Por outro lado, o apoio maioritário no Senado e eventualmente na Câmara de Representantes ( bem como no Supremo Tribunal) criam uma “conjugação astral” para Trump poder aprovar uma boa parte das reformas económico-financeiras, migratórias, securitárias e educativas do seu programa. Contudo, os legisladores são muito dependentes dos eleitores dos seus círculos e dos lobbies que financiaram as suas campanhas.
Por isso, nos dois primeiros anos do seu primeiro mandato Trump apesar de ter idêntica maioria no Congresso foi derrotado em várias votações das suas propostas por dissidentes republicanos, ao que acresceu uma má relação com os chefes de bancada oriundos do establishment aristocrático do Partido Republicano.
Desta vez terá maior ligação ideológica aos congressistas do seu partido que se “trumpizou”, mas será importante garantir uma melhor articulação com novos Chefes de Bancada e aqui figuras como Vice-Presidente Vance e o independente Robert Kennedy que desistiu a seu favor podem ter importância.
Em segundo lugar terá o desafio de saber lidar com a contestação de rua com que os ativistas das minorias radicais impregnados por uma agenda de resistência e revanche irão brindar a nova administração, nas periferias das grandes metrópoles, nas universidades e numa imprensa que é esmagadoramente hostil e rábica contra o Presidente.
Trump tem uma agenda ideológica soberanista e populista e a direita radical que encarna veio chocar de frente com a extrema-esquerda.
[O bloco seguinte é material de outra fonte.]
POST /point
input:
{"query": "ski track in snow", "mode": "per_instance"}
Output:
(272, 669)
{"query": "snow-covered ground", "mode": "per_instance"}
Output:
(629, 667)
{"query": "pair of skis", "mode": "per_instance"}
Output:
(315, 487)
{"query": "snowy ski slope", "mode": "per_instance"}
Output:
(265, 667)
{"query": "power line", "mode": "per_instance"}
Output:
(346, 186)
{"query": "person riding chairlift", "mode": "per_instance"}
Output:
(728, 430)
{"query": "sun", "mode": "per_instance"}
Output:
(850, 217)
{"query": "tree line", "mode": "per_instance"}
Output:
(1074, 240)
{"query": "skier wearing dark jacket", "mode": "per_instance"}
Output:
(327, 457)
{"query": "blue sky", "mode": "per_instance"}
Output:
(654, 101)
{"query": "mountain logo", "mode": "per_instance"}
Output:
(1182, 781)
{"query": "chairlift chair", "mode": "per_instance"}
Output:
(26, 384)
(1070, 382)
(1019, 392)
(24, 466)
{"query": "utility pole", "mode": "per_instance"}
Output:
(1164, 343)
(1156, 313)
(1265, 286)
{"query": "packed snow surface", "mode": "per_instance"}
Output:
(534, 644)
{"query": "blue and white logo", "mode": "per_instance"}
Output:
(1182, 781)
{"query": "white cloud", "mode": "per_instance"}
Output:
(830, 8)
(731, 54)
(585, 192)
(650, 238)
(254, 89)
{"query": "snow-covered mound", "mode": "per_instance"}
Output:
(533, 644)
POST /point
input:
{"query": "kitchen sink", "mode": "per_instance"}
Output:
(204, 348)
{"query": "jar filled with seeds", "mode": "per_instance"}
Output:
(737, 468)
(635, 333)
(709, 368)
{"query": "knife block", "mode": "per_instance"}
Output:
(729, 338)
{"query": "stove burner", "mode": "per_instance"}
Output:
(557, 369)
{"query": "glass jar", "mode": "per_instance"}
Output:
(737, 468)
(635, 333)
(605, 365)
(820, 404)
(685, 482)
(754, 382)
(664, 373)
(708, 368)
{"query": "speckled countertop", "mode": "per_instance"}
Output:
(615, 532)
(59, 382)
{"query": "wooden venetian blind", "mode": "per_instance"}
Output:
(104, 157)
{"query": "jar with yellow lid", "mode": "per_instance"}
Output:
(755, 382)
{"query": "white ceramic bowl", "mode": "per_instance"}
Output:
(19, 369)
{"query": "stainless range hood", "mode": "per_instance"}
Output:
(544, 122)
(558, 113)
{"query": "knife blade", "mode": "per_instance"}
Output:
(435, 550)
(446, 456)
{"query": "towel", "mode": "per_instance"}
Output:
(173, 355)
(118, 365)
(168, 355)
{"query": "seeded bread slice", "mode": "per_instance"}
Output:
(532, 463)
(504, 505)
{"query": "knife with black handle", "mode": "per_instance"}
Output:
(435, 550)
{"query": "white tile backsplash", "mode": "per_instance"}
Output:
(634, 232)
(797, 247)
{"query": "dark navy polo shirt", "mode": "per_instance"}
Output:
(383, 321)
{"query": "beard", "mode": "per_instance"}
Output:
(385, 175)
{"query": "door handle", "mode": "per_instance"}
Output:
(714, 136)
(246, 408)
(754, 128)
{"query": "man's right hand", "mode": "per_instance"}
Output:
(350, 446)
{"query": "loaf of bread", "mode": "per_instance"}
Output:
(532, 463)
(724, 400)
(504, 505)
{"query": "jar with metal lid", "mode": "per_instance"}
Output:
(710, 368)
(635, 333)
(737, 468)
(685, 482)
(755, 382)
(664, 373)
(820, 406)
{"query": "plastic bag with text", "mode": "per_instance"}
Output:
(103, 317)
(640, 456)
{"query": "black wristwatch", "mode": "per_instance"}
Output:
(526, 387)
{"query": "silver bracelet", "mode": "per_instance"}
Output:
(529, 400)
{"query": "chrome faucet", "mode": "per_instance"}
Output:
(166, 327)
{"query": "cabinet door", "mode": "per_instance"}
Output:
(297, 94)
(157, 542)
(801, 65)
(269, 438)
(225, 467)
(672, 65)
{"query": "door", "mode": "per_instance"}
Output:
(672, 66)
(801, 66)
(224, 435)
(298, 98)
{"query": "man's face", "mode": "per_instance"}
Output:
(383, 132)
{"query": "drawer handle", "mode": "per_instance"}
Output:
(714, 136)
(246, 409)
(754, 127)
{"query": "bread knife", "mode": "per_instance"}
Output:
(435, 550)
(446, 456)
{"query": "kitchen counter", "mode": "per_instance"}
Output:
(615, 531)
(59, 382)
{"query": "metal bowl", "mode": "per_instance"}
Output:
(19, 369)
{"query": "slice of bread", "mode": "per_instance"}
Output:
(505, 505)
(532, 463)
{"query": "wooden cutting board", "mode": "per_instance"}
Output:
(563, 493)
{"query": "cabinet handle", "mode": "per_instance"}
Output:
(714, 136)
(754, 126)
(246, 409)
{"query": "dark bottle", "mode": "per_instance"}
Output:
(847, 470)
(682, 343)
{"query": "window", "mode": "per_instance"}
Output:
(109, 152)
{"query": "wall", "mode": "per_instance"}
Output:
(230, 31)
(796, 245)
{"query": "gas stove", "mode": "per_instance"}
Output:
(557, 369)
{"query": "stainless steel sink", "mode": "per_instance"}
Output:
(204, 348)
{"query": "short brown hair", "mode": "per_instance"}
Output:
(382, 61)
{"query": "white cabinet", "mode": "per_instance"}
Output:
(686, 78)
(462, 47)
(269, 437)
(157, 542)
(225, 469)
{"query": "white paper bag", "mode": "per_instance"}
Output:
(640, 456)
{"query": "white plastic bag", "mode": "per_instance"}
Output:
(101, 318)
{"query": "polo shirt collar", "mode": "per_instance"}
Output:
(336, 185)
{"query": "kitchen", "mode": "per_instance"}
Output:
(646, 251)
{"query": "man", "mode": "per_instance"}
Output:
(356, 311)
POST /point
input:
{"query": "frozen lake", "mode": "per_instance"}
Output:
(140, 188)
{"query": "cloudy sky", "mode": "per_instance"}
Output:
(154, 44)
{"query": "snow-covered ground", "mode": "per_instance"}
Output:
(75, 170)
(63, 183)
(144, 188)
A deportação de migrantes ilegais e o combate contra-cultural provocará reações violentas organizadas e financiadas por estruturas ligadas ao capitalismo “woke” e as oposições procurarão explorar ou falta de firmeza ou ao invés excessos repressivos para deslegitimarem o presidente, apresentando-o como um ditador.
Esta tensão implicará uma luta pelo poder na comunicação social e em rede com conglomerados económicos disputando espaços: de um lado Musk e do outro a Open Society de Soros e da Fundação Bill e Melinda Gates.
Em terceiro lugar, a política externa será um desafio mais complexo, pois as intenções de Trump em por termo à guerra na Ucrânia mediante um acordo com Putin, desvalorizar a atual liderança da União Europeia, preferir relações privilegiadas com dirigentes soberanistas da Hungria, Itália, Holanda e Argentina, dar rédea solta a Netanyahu e hostilizar o poder da China mediante tarifas, serão resistidas pelo establishment do Pentágono, Serviços Secretos, Departamento de Estado e parlamentares republicanos.
Fala-se numa purga em forma de funcionários e militares desta elite administrativa. Ver-se-á com que dimensão, custos e benefícios.